Attachments (Terms of Use)
seabios log (5.32 KB, text/plain)
2021-02-09 03:50 UTC, Yanan Fu
no flags Details
Screenshot for the vm when boot failed (4.17 KB, image/png)
2021-02-09 03:53 UTC, Yanan Fu
no flags Details
[PATCH] spec: combine BIOS and EFI roms using "util/catrom.pl" -- on top of dist-git 6f7a5f398e2d (2.64 KB, patch)
2021-02-18 04:24 UTC, Laszlo Ersek
no flags Details | Diff

Description Yanan Fu 2021-02-09 03:50:54 UTC
Created attachment 1755840 [details]
seabios log

Description of problem:
Install vm from pxe failed

Version-Release number of selected component (if applicable):
ipxe: ipxe-roms-qemu-20181214-7.git133f4c47.el8.noarch

How reproducible:
100%

Steps to Reproduce:
1. Launch QEMU with the following command, to boot vm from pxe 
    -device virtio-scsi-pci,id=virtio_scsi_pci0,bus=pci.0,addr=0x4 \
    -blockdev node-name=file_pxe,driver=file,auto-read-only=on,discard=unmap,aio=threads,filename=/home/kvm_autotest_root/images/pxe-test.qcow2,cache.direct=on,cache.no-flush=off \
    -blockdev node-name=drive_pxe,driver=qcow2,read-only=off,cache.direct=on,cache.no-flush=off,file=file_pxe \
    -device scsi-hd,id=pxe,drive=drive_pxe,write-cache=on \
    -device virtio-net-pci,mac=9a:a7:ed:a9:97:7a,id=id735AGB,netdev=idd4LUEH,bus=pci.0,addr=0x5  \
    -netdev tap,id=idd4LUEH,vhost=on \


2. It failed and show:
 Installation failed - cannot continue

Actual results:
Boot from pxe failed

Expected results:
Boot from pxe success


Additional info:
This is a regression issue with ipxe-roms-qemu-20181214-7.git133f4c47.el8.noarch, the pre version ipxe-roms-qemu-20181214-6.git133f4c47.el8.noarch is ok

Comment 1 Yanan Fu 2021-02-09 03:53:44 UTC
Created attachment 1755841 [details]
Screenshot for the vm when boot failed

Comment 2 Yanan Fu 2021-02-10 02:02:25 UTC
This regression issue block our gating test now, so add 'TestBlocker' and change priority to 'urgent'.
Thanks all!

Comment 6 Jeff Nelson 2021-02-10 07:31:11 UTC
It seems as though the fix for BZ 1913719 has caused this regression.
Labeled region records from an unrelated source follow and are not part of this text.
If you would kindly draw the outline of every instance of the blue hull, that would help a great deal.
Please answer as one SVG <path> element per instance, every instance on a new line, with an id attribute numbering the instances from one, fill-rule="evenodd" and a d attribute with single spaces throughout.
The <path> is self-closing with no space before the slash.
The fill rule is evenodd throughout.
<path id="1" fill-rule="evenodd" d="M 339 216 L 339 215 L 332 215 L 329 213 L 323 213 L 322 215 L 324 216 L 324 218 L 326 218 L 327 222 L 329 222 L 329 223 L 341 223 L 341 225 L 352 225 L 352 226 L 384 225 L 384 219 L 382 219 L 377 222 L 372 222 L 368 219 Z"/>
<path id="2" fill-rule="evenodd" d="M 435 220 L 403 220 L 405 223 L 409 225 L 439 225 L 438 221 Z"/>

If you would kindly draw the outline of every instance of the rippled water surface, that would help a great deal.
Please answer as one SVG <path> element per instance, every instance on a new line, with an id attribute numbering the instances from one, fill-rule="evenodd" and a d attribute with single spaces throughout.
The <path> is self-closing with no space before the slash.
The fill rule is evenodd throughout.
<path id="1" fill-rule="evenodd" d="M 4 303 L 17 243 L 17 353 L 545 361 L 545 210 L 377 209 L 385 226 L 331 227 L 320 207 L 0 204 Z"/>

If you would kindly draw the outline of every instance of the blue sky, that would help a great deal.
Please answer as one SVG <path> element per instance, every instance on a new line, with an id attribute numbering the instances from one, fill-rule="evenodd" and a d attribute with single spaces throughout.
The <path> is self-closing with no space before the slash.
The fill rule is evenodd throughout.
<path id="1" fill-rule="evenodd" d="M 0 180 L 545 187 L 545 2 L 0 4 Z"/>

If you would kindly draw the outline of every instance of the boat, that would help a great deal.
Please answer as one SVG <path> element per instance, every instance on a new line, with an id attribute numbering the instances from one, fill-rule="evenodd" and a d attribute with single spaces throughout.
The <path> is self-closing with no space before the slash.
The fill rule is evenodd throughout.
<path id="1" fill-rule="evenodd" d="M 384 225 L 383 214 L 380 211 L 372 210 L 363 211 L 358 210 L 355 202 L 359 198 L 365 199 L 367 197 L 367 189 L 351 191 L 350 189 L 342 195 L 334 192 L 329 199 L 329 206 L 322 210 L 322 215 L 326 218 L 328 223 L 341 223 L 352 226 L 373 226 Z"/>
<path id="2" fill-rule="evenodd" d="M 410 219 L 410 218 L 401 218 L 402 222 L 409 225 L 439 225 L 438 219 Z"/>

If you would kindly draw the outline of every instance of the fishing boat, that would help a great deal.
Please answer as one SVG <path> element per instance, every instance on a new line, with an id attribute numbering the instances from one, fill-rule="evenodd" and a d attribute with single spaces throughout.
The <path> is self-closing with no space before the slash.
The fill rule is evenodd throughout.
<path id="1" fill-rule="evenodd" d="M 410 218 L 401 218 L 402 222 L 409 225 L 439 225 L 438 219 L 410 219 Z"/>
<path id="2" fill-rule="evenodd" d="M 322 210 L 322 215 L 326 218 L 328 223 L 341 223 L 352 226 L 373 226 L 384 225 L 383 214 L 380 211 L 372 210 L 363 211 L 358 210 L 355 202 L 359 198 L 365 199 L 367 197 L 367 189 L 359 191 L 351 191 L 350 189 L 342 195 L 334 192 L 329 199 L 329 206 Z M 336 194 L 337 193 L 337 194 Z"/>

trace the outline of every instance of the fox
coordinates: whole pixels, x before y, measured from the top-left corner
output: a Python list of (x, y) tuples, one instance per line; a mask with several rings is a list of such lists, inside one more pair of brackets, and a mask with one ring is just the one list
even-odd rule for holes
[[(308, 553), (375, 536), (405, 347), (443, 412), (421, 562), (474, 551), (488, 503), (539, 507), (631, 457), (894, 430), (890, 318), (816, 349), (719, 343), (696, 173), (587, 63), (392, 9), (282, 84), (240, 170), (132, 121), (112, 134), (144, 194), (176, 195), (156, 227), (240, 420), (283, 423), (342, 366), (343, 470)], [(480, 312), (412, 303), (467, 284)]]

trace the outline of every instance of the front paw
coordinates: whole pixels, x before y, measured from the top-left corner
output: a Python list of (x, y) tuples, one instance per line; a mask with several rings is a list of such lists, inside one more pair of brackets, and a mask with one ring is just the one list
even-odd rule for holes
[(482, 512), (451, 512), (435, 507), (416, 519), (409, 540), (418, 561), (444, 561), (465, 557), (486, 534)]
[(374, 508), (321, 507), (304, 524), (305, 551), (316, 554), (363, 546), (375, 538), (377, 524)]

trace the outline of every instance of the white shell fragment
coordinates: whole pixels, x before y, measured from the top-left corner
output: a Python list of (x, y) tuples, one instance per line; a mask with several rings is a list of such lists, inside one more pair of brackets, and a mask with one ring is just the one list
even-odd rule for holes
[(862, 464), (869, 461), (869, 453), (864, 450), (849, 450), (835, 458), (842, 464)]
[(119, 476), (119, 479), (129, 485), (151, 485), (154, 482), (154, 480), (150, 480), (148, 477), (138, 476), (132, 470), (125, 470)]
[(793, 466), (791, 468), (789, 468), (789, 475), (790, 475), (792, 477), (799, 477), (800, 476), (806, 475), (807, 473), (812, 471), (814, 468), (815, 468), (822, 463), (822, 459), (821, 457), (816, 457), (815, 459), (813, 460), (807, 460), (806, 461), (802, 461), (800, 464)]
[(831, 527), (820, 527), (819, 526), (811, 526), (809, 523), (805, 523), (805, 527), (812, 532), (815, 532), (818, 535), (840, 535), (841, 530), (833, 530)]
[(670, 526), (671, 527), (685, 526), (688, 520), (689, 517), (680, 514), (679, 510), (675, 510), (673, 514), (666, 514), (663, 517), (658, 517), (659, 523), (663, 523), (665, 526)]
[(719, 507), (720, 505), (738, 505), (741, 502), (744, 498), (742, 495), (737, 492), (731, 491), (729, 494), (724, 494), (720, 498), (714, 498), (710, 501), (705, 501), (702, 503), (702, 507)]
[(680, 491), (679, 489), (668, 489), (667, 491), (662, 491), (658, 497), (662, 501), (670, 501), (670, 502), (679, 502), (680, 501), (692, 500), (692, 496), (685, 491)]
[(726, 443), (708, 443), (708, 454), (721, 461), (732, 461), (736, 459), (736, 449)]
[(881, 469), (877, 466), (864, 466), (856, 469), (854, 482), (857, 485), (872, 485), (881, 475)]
Comment 7 Jarod Wilson 2021-02-10 13:59:32 UTC
Yeah, that's... odd. The only change was indeed to enable building the 'ping' command into the roms, nothing else. I don't have a clue how that could cause this. I know that a newer compiler toolchain was used here, so the first thing to test would be to disable ping and re-rebuild w/the current toolchain, and see if that gives working results or not.

Comment 9 Laszlo Ersek 2021-02-11 07:58:56 UTC
The eax error code 0x1b101b10 that's visible in the screenshot (attachment 1755841 [details]) corresponds to "install_block_death" in "libprefix.S".

Comment 10 Laszlo Ersek 2021-02-11 08:25:14 UTC
I cannot reproduce this issue, with an ad-hoc test. My environment is a RHEL7 host, RHEL7 SeaBIOS, with an upstream QEMU build, and the two noted ipxe-roms-qemu packages (from RHEL8), using the "usr/share/ipxe/1af41000.rom" image from each.

qemu-system-x86_64 \
  -nodefaults \
  -device VGA \
  -enable-kvm \
  -device virtio-net-pci,romfile=2/usr/share/ipxe/1af41000.rom,netdev=x \
  -netdev bridge,br=virbr0,helper=/usr/libexec/qemu-bridge-helper,id=x

where "2/usr/share/ipxe/1af41000.rom" is the supposedly broken iPXE ROM file (sha256sum f7a79b97bde6a77bb6a990127e16db73ea436729810db01455c1f0dec539281d).

The above command line correctly attempts PXE-boot (it even downloads the NBP).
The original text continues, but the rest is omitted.